This delicious tart is a great way to make the most of the last of the year’s asparagus. I often make a double batch of the roasted tomato dressing – it’s great for spooning over roasted potatoes, spreading on toast or as a punchy salad dressing.
Anna Jones' sticky roasted tomato, rosemary and asparagus tart with tomato dressing
- Preparation time: 20 minutes
- Cooking time: 2 hours
- Total time: 2 hours 20 minutes
600g cherry tomatoes
3 tbsp olive oil, plus extra for greasing and brushing
1 leek, finely sliced
2 x 450g bunches asparagus
3 tbsp crème fraîche
1 tsp dijon mustard
1 lemon, zest
8 sheets filo pastry
2 rosemary sprigs, leaves picked
1 garlic clove
1 tbspdijon mustard
1 tbsp red wine vinegar
75ml extra virgin olive oil
1. Preheat the oven to 150˚C, gas mark 1. Start by cutting the tomatoes in half and laying them cut-side up on a baking tray. Sprinkle with salt and pepper and 1 tbspolive oil and slow-roast for about 1½ hours, until soft, sweet and sticky. Meanwhile, sauté the leek in a frying pan with 1 tbsp oil for 20 minutes, until soft and sweet; set aside.

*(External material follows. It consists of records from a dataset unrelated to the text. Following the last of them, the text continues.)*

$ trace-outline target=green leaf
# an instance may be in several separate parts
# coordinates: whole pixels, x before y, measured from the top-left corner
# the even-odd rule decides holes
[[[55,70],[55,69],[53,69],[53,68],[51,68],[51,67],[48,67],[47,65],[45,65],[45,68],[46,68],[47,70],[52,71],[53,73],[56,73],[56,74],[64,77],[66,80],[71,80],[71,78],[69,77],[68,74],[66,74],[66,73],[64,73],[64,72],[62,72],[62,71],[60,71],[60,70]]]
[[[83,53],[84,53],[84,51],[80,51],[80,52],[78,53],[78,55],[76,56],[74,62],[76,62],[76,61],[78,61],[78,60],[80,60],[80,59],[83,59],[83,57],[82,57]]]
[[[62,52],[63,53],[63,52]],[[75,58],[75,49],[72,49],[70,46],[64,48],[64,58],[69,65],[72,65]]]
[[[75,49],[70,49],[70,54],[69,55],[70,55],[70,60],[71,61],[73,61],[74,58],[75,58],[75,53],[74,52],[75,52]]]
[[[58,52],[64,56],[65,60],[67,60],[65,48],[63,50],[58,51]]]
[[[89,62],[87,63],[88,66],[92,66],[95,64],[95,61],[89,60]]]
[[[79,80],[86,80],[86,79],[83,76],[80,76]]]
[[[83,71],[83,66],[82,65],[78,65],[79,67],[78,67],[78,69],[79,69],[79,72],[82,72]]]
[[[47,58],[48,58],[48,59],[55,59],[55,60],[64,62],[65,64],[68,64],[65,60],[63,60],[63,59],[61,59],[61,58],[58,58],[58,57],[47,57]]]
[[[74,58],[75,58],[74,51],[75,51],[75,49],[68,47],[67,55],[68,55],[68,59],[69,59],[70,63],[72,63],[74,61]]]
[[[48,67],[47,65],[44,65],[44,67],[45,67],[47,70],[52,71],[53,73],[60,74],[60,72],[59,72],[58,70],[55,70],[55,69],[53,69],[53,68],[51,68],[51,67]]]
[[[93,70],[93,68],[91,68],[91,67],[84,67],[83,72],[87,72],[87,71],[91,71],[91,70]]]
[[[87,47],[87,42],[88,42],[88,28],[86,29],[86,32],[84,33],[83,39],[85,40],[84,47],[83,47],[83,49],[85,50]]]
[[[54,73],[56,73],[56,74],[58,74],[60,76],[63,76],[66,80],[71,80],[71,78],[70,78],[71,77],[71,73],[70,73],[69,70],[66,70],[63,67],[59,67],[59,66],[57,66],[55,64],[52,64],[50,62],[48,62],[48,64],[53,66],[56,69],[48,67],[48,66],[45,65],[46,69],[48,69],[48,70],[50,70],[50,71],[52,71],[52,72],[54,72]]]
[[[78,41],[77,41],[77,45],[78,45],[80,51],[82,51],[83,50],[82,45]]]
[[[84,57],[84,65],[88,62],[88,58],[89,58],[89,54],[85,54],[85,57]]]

2. For the dressing, pound the rosemary and garlic to a rough paste using a pestle and mortar. Add a handful (about 50g) of the roasted tomatoes and pound until they start to break down. Add the mustard and vinegar; stir well to combine. Pour in the extra virgin olive oil, stirring. Taste and season; the dressing should be quite coarse and textured.
3. Bring a large pan of salted water to a vigorous boil. Snap the asparagus spears near the base – they will naturally break off where the fibrous part ends – and discard the ends. Drop the asparagus into the water and cook for 1½ minutes; they should still be firm but not crunchy to bite. Remove with tongs, put into a bowl and immediately season and dress with the remaining 1 tbsp oil.
4. Mix the eggs, crème fraîche, mustard, lemon zest and sautéed leek with a good pinch of salt and pepper; set aside.
5. Preheat the oven to 200˚C, gas mark 6. Grease a baking tray (about 26cm x 36cm) with olive oil. Layer the filo into the tray, brushing with a little oil between each sheet, leaving a 3-4cm overhang (you will fold this up later to make the edge).
6. Once the filo shell is ready, scatter in the asparagus, then pour over the leek and crème fraîche mixture. Scatter over the remaining roasted tomatoes. Scrunch the overhanging filo into a scruffy, frilly edge, then brush with a little more oil.
7. Bake the tart on the bottom shelf of the oven for 20-25 minutes, until the pastry is crisp and lightly golden and the filling is just set. Serve warm, with the tomato dressing spooned over the top.